Battery Life All-Day, As Promised, and Mostly Delivered
Battery life is rated for all-day use, and the increased efficiency of the M4 combined with improved memory bandwidth and system optimisation in iPadOS 26 supports sustained performance without sacrificing longevity. In practice, a full working day of writing, browsing, video calls, and occasional streaming left the 13-inch model with a comfortable margin by evening. The 11-inch model ran slightly closer to the bone under the same conditions, though still comfortably completed a full day. The lingering frustration is that charging speed has not improved. Slow charging remains a shortcoming that is increasingly hard to justify at this price sitting through two-plus hours to refill from empty in 2026 feels at odds with everything else this tablet does so confidently and so quickly.

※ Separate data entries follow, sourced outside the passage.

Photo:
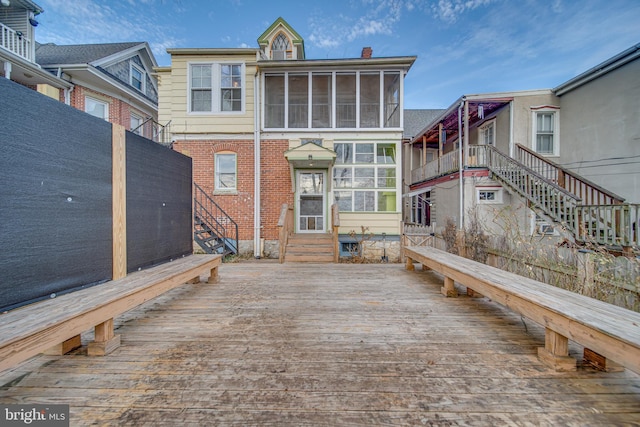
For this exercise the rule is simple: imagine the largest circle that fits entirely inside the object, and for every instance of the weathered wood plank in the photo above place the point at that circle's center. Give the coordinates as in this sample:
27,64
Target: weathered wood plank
609,330
282,344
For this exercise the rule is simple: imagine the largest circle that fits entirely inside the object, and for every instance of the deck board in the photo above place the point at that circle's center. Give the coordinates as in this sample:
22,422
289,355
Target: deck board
318,344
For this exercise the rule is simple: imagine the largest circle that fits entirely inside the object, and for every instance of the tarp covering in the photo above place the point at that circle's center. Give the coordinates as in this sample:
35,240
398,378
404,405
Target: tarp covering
55,197
159,200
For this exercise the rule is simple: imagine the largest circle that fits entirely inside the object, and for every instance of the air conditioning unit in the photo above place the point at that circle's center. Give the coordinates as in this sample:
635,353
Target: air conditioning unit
546,229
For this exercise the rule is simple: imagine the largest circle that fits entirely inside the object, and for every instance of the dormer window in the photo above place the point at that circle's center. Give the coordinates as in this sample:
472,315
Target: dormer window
137,77
280,47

Who Should Buy It And Who Should Sit This One Out
The iPad Air (M4) is an excellent tablet for someone upgrading from an older iPad Air such as the M1, or for someone buying an iPad for the first time. The combination of the M4 chip, 12GB of memory, Wi-Fi 7, and iPadOS 26 makes it more future-proofed than any of its predecessors were at launch. If you already own an M3 iPad Air, you do not need to upgrade the improvements are real but unlikely to manifest as a noticeably different experience in daily use. For anyone stepping up from an M1 or M2 model, the jump feels substantial and thoroughly worth it. And for someone buying their very first tablet who wants something that will remain genuinely capable and fully supported for the better part of a decade, the Air (M4) makes a compelling, clear-eyed argument for itself with very little fine print attached.
Verdict More Power, Same Formula, and That Is Mostly Enough
The iPad Air (2026) is not a reinvention, and it was never trying to be one. With the powerful M4 chip, 12GB of RAM, and improved connectivity, the new Air once again blurs the line between this model and the iPad Pro while maintaining a much more approachable price. The 60Hz display, the absent Face ID, the slow charging, and the unchanged camera are all real limitations that Apple will eventually have to address. But they are limitations that live quietly in the background of a tablet that is otherwise fast, beautiful, brilliantly supported, and priced fairly for what it delivers. Apple found a formula with the iPad Air, and it has refined rather than rewritten it and for most of the people who will actually buy this tablet, that turns out to be more than enough.